Written By DNA Web Team | Updated:

The ancestors of whales once walked in Kashmir, scientists concluded after analysing a 48-million-year-old fossil of a fox-sized mammal.

NEW DELHI: The ancestors of whales once walked in Kashmir, scientists concluded after analysing a 48-million-year-old fossil of a fox-sized mammal.

A three-member team of researchers, including two from India, claim to have found the missing link between whales and land-based mammals.

A study of the fossil of Indohysus, a fox-sized mammal that probably waded in the water like a hippopotamus, was found in Kalakot region of Kashmir, the scientists reported in the latest issue of Nature.
   
The fossils help show how cetaceans, including whales, dolphins and porpoises might have evolved from even-toed hoofed mammals some 50 million years ago, it said.

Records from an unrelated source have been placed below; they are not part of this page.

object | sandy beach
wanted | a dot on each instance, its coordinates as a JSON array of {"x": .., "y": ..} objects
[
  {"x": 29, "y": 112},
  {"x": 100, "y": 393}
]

The study was carried out by Sunil Bajpai of IIT Roorkee, B N Tiwari of the Wadia Institute of Himalayan Geology, Dehradun and US-based researcher Carl Buell Hans Thewissen.
   
The reseachers found similarities in the middle-ear space called the involucrum of the whale and Indohyus. "Before this, the involucrum had only ever been seen in cetaceans," the researchers said.
   
An analysis of the carbon and oxygen isotopes in the tooth enamel of the fossil reveal that the Indohyus fed on land-based plants. The finding indicates that the ancestors of whales were herbivores and took up meat eating after they became aquatic.
   
Another clue as to how Indohyus lived can be found in its limb bones, which were thickened and heavy in the same way that a hippo's are. "This suggests the animal was a wader, with heavy bones to help stop it from floating," they said.